Use caution while using condom catheters, indwelling bladder catheters, or absorbent incontinence briefs. Despite being useful, these devices shouldn’t be used in place of programs to help people manage their bowel and bladder functions in order to help them restore continence.
Bed sores should be treated by a nurse or physician
Since recovery may take some time, prevention is the best course of action.
The severity (i.e., stage) of the skin wound determines how bedsores should be treated
Various methods may be employed to encourage healing depending on the severity. They include acetic acid compresses, hydrocolloid dressings, synthetic dressings, saline dressings, radiant heat dressings, and different antibiotic dressings (bedsores are particularly vulnerable to infection). Skin transplant surgery may be required to remove and replace sections of dead skin from more serious wounds. Repositioning frequently to relieve pressure is the most crucial step in treating and avoiding bedsores. In addition to treating and preventing infections, treatment also includes managing pain.
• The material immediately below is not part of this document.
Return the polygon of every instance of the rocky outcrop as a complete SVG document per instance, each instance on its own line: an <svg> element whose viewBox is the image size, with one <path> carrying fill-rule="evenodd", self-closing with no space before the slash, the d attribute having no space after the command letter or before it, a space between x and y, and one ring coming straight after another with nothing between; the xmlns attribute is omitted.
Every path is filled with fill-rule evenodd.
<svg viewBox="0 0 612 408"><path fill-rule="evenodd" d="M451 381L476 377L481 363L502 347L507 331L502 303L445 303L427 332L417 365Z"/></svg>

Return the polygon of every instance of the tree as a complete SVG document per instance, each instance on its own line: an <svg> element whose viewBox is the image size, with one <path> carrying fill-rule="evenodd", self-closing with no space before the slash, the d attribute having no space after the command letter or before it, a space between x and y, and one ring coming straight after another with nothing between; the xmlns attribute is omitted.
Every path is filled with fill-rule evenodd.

A diet high in protein may promote faster healing of wounds.
Adding protein supplements to a balanced diet may improve your chances of making a full recovery because your body requires the right nutrition to repair.
Understanding the causes of bed sores is essential to preventing and properly treating this painful ailment. Bed sores are largely caused by prolonged pressure, decreased blood flow, friction, shear forces, and poor nourishment. The occurrence of bed sores can be considerably decreased by addressing these causes and putting preventive measures into place, such as routine repositioning, healthy diet, and upholding good hygiene.